Letter of intent


A Letter of intent may be very similar to heads of terms or a memorandum of understanding, produced after discussion between the parties to record an understanding between the parties but it may also operate unilaterally, i.e. by one party stating to another an intention to participate in a contractual relationship on the terms of a letter of intent rather than purporting to set out an understanding of agreed commercial terms negotiated by the parties.

It is extraordinary that such a simple concept should, increasingly, generate such controversy and legal precedent but it has become something of a potential minefield for the innocent business person. The watchword when receiving a letter of intent or thinking about sending one, must be “BE CAREFUL”. You may be getting more (or less!) than you think


  •  A letter of intent, is typically sent by an intending buyer following negotiations for the sale and purchase of goods and/or services.  Why?  Why not simply place an order?
  • The principal reason is that, whilst the intention may exist, the terms upon which the intending buyer will buy and the seller will sell (such as price and delivery dates) have not yet been agreed.
  • The intending buyer may wish to ensure that the goods or services he requires are in stock or immediately available and wii remain so until they are finally secured by the intended contract.
  • The buyer may wish the supplier to place components on order to enable the manufacture of the goods the intending buyer wants to buy..
  • The buyer may wish to incentivise a contractor to gear up staffing levels, so that work/production can begin as soon as contractual terms can be agreed
  • letters of intent have long been regarded as being of no binding effect but that is no longer the rule in certain circumstances .
  • Letters of intent may enable the prospective seller to persuade its bank to make finance available to fulfill the contract when terms are finalised.

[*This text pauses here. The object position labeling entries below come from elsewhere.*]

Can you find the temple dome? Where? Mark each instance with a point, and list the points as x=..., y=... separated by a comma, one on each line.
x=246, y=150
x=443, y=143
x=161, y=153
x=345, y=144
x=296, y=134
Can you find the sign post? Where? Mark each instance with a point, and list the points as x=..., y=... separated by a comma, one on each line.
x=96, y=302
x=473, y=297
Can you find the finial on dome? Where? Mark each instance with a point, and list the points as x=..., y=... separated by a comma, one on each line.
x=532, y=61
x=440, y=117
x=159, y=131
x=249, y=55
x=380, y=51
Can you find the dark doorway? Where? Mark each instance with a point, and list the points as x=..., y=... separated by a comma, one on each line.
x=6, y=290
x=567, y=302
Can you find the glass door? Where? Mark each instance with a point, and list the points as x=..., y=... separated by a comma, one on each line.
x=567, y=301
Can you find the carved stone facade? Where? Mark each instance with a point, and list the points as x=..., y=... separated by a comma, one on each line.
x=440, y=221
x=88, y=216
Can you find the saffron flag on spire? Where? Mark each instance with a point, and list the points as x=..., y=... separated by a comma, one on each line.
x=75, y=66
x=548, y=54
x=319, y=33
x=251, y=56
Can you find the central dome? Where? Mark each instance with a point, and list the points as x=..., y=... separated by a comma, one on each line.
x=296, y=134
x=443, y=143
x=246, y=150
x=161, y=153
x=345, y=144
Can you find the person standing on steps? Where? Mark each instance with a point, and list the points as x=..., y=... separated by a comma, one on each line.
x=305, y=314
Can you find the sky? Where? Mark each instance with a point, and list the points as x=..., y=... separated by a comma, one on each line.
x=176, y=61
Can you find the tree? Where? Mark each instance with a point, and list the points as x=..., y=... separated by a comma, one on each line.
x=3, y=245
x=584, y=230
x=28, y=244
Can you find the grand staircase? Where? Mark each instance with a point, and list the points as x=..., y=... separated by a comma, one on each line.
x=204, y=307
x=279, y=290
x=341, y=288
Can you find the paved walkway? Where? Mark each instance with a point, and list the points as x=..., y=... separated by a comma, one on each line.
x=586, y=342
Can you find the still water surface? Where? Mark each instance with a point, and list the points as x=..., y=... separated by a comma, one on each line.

Traditional Position on non-binding effect of letters of intent

Until quite recently letters of intent were regarded as having no binding effect save in exceptional circumstances. There are many cases which support that proposition.

More recently the courts have handed down judgments supporting the concept of contractual or extra contractual obligations arising from letters of intent. There are many examples but one case in particular demonstrates the way the accepted thinking has evolved.

The judge in a 1992 case explained in his judgment

A letter of intent can give rise to three possible situations:

  • There may be an ordinary executory contract, under which each party assumes reciprocal obligations to the other
  • There may be what is sometimes called an ‘if’ contract, i.e. a contract under which A requests B to carry out a certain performance and promises B that if he does so, he will receive a certain performance in return, usually remuneration for his performance
  • If no contract was entered into, then the performance of the work is not referable to any contract, the terms of which can be ascertained and the law simply imposes an obligation on the party who made the request to pay a reasonable sum for such work as had been done pursuant to that request.”


If the terms are clear by all means put them in a memorandum. If there are areas of disagreement but a general desire to solve the problems you are probably best advised to involve the lawyers and make sure the agreement says all you want it to say.